Once the sound was free, it wouldn’t stop, cackles racking his body.

He didn’t stop until there was nothing left in him, until he was so exhausted that he fell backward onto the bed, running his hands over his face as he gathered his breath back.

The bed shifted as Anika lay down next to him, and they both stared for a few silent moments at the high ceiling above them.

“I killed him.” His words were quiet, pings of sound in the empty air.

He felt her head shift toward him, but he didn’t look.

Didn’t turn his eyes away from the ceiling as he told her everything.

The agony of the unsettled magic as it burned through his veins, shattering all his inhibitions until he was only raw emotion.

The devastation of seeing his father’s broken body on the floor.

The realization of how that murderous power had found its way to him.

The betrayal as he pieced together all the ways his good intentions had been twisted against him.

Anika was quiet through most of it, letting him talk.

And by the time he was done, the static was gone.

The world wasn’t gray anymore.

The world was red.

And he was really, really fucking angry.

Silas shot off the bed, pulling his phone out of his pocket. Anika stood, grabbing his arm. “Dude, what are you doing?”

“I need to go to LA.”

It took only a few seconds for him to book a ticket on a flight that left in an hour out of LaGuardia.

He shot a text to his family’s driver to get the car ready.

He didn’t plan on being in LA long enough to need anything, but he stuffed some clothes and a phone charger in a bag anyway, then moved for the door, only to find Anika blocking his path.

“Silas, this isn’t a good idea.”

She reached for his arm, but he stepped to the side, aiming for the door. She moved with him, stepping in his path again.

“You don’t want to do this. Anger isn’t a healthy thing for you right now.”

He looked down at her, his nails digging into the raw, picked-off skin of his thumb. “Anger is the only thing I have left.”

“It’s not.” Anika pointed at her own heart. “You have me. You have your mom. You have your coven. We all need you right now.”
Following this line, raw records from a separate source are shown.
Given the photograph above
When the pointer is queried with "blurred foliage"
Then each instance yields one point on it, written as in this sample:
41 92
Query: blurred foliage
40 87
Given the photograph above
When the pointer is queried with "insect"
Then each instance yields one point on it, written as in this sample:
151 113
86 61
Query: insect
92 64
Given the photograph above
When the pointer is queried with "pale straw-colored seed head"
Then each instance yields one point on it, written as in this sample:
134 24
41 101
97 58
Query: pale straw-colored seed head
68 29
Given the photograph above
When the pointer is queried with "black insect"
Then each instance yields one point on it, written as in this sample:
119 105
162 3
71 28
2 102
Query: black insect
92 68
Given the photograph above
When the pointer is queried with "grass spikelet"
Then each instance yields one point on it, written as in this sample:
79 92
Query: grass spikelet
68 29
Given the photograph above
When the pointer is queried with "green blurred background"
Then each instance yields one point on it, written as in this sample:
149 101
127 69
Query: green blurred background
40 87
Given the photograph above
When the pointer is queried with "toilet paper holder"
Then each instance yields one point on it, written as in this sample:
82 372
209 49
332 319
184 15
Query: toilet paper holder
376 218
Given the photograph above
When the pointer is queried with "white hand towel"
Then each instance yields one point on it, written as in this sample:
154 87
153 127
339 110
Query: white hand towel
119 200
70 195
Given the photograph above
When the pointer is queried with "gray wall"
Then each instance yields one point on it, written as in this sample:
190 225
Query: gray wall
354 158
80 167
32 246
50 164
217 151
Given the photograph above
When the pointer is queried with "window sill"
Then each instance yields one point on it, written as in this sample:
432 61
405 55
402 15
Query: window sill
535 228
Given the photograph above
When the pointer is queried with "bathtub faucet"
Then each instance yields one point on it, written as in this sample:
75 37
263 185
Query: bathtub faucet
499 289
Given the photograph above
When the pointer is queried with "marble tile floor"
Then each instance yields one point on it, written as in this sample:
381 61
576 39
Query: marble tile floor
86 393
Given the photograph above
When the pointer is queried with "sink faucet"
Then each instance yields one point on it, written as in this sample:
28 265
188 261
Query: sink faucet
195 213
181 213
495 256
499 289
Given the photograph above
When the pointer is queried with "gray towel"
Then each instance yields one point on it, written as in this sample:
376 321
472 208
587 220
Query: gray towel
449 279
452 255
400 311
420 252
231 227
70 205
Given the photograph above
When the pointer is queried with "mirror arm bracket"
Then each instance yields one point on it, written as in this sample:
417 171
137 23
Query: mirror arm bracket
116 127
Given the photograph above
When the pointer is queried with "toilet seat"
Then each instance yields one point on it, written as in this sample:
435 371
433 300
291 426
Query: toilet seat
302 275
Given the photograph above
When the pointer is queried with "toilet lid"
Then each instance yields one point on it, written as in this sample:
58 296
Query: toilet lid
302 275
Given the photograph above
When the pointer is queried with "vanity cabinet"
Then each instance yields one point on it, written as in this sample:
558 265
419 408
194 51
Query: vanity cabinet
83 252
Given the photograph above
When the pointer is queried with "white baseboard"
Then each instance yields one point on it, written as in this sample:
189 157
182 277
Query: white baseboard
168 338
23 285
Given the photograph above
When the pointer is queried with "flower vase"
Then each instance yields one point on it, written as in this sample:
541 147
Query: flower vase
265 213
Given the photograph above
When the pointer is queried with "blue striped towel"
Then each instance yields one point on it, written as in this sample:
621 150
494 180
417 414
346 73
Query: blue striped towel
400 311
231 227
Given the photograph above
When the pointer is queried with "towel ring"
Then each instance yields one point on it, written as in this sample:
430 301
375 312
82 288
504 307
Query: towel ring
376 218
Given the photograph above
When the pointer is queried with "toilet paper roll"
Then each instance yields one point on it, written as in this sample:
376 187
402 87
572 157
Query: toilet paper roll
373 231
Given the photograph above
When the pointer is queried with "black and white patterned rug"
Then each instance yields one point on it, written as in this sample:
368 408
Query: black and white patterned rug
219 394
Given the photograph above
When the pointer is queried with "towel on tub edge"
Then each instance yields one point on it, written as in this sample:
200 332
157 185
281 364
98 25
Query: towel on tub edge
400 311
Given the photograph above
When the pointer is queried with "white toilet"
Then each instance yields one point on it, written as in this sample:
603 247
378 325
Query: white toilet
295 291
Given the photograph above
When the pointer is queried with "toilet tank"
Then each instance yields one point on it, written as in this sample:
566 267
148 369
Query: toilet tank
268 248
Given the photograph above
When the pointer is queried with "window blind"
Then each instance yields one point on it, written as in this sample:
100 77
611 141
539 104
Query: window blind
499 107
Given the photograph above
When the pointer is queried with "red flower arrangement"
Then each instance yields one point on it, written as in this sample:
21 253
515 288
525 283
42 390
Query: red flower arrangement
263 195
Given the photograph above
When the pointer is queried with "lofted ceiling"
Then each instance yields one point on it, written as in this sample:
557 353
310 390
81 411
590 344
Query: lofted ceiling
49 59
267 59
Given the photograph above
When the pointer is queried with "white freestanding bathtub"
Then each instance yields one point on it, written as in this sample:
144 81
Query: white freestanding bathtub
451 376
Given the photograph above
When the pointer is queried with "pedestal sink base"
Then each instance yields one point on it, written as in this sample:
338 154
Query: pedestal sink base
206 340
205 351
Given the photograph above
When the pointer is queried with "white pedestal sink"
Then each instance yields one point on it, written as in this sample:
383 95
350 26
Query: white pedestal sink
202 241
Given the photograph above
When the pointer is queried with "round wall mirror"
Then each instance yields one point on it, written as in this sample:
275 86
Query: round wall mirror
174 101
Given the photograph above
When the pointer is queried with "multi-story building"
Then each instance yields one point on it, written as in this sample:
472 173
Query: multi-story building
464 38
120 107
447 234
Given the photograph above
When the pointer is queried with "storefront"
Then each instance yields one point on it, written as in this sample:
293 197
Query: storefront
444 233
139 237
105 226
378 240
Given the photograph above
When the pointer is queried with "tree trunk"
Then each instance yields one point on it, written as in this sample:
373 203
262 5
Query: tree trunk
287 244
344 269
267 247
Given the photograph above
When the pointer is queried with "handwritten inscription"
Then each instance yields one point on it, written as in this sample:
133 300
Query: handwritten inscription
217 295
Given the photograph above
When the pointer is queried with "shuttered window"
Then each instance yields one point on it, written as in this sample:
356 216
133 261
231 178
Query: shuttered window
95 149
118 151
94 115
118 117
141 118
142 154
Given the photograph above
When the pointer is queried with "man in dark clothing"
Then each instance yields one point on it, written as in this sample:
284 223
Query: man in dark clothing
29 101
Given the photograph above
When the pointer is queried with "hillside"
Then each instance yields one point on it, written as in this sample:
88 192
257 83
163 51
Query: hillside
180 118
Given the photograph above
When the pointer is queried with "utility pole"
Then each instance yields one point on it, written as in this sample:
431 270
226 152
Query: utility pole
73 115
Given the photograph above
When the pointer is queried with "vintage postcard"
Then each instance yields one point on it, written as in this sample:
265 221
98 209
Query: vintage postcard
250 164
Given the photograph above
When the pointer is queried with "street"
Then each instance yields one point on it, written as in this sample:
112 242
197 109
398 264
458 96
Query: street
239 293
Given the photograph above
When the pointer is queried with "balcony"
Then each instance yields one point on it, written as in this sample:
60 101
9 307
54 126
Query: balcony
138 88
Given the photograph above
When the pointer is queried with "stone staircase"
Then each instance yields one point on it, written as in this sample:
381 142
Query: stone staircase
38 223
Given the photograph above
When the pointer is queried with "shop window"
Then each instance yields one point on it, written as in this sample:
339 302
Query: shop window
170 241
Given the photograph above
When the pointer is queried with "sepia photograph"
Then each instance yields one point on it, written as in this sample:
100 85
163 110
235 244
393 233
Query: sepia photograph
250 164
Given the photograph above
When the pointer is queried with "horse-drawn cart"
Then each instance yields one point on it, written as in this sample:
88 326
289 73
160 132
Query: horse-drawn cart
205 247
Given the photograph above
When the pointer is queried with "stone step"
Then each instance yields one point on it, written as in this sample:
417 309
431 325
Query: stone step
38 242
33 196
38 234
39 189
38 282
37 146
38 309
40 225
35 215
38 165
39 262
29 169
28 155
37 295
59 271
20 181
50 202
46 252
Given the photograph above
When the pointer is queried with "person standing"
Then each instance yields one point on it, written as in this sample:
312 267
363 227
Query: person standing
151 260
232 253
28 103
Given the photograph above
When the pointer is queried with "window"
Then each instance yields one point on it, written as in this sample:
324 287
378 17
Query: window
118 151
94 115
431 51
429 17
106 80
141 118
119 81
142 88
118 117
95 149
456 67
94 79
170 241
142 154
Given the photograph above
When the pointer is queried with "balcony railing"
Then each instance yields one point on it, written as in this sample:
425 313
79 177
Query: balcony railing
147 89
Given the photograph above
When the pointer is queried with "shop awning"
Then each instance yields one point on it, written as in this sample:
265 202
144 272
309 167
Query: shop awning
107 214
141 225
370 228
“No one needs me for anything.”

“You know that’s not true.”

Silas ignored her as he pushed for the door, but Anika stayed firmly in his path.

“Get out of my way.”

“No.”

They stood there, glaring at each other, and for a brief, horrible moment, the rage in Silas told him to throw her aside.

To take out every obstacle in his path and find a way to achieve his goal.

It was so strong that he had to clench his fists to stop himself, had to grind his teeth to get out a single word.

“Please.”

Anika cursed under her breath. “Fine,” she said, stepping out of the way of the door and grabbing her purse. “But I’m coming with you.”